A tradition and a livelihood
With the periodic change of various seasons, our eating habits also change. One of the trademarks of the Bengali winter is the pitha. A pitha is a traditional variety of homemade cake made of rice flour, coconut, cream and molasses. It comes in all sorts of tastes and all sorts of colors. The making of pithas also has symbolic value- it represents the reaping of the big harvest. Pithas are unique to Bangladesh, and one of our most enduring cultural icons. The vibrant colors, subtle flavors and simple ingredients of a pitha communicates a lot about our rural culture. This aspect of our culture is particularly prominent in winter. There are so many different varieties of pitha, the prominent ones being chitoi, bhapa, puli, patishapta and pakon. There are pitha festivals these days in many parts of the country- both rural and urban- offering tantalizing samples of many different varieties. There is and usually has been, a somewhat festive or seasonal association with the consumption of pitha. Pitha, is an occasion.

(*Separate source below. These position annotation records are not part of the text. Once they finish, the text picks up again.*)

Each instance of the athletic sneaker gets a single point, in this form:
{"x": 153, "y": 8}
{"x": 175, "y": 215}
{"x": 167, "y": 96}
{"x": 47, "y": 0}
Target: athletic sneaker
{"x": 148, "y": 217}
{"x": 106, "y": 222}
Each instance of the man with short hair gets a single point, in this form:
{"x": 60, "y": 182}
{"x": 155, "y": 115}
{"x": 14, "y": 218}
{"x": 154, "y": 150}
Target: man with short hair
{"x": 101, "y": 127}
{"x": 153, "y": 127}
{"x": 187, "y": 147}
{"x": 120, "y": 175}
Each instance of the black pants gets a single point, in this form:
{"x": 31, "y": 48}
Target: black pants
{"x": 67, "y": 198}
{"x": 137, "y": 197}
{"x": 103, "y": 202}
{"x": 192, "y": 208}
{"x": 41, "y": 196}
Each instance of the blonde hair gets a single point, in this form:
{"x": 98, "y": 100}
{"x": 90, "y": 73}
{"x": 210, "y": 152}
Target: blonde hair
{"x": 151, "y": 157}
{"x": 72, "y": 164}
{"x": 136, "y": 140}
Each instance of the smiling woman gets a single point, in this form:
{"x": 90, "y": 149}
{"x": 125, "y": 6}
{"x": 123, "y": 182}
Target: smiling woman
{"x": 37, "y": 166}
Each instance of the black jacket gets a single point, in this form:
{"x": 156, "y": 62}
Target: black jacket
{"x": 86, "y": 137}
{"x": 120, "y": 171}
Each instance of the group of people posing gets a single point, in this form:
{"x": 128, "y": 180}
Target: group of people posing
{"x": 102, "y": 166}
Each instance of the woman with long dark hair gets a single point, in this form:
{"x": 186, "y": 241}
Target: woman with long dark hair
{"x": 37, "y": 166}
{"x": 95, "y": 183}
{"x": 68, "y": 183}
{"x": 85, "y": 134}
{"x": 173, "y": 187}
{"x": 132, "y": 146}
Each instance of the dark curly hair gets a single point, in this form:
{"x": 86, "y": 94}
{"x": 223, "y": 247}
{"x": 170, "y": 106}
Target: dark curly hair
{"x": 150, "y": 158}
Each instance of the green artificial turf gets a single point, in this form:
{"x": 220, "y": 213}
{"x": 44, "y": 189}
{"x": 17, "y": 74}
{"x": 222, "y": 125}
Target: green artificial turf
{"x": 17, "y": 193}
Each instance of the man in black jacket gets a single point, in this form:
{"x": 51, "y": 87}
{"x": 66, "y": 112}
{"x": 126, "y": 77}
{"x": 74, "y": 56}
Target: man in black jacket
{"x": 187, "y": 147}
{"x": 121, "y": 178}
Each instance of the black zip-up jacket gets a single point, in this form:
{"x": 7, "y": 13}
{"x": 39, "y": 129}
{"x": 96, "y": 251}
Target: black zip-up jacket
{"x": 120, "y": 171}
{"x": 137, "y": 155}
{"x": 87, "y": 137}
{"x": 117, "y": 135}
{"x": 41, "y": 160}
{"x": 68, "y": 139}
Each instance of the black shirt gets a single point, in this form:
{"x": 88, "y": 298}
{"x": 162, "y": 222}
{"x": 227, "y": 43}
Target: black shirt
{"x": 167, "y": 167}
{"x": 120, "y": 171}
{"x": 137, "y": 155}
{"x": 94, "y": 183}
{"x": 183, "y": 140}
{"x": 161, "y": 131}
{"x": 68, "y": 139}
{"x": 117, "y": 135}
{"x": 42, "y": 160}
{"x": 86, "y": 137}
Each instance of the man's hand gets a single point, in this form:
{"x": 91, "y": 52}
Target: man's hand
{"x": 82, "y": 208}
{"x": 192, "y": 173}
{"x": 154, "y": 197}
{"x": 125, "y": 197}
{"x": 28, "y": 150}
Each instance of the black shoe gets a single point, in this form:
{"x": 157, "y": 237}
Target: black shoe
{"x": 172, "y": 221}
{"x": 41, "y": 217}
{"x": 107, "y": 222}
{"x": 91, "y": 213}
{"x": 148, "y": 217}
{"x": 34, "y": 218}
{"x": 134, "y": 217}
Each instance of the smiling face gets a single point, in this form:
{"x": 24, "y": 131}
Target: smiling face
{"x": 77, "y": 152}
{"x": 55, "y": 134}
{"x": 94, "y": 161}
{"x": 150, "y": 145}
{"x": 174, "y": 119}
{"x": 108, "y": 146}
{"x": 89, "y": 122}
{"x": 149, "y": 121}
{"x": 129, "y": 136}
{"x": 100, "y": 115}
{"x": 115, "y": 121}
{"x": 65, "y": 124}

In Bangladesh, for many, pitha is not just a seasonal celebration, but also a livelihood. This is particularly true in the case of women. Nazma Akhtar, of Fatullah, Narayangonj, is such a woman. She is around 40 years old and has been selling pitha for the last 10 years in Dharmagonj of Fatullah. Her husband is a rickshaw puller. At first, she was, essentially, a part-time worker for the Dhaka Vegetable Oil Industry. She gets work often, but after paying the rent and the educational expenses for their three children, Nazma and her husband Borkot don't have much left to run the family. Nazma and Borkot needed to do some extra work. Now Nazma sits regularly in Dharmagonj Bazaar and sells tea with biscuits and muri- puffed rice. In the evening, she sits in a corner of the street with her two sons Ashraful and Saiful. Since then, the financial condition of her family had improved. Later, she got the idea to sell pithas from her brother Hashim. Asked why she has chosen such a profession, she says that she gets a small amount of rice from her father's property and can smash it by herself . As a result, it costs her very little to produce pithas. Mainly she sells chitoi pitha which is 2 taka per piece and bhapa pitha is 4 taka per piece. Along with pitha, she sells various kinds of bhorta such as dried fish, red chilly, coriander, etc. which is free with chitoi pitha. If she gets 2 taka more then she puts more molasses and coconut in vapa pitha. Every evening, she spends around 150 taka and gets almost 80-100 taka profit. Her children help her prepare as well as serve the merchandise. Sometimes Borkot accompanies her when she is out selling. Now she is living a happier life. She says that even though the work is tough, seeing her children happy makes it all worth it. Like Nazma, there are also many women who are selling pithas in the streets of Narayangonj district. This is indeed a great livelihood for rural Bangladeshi women.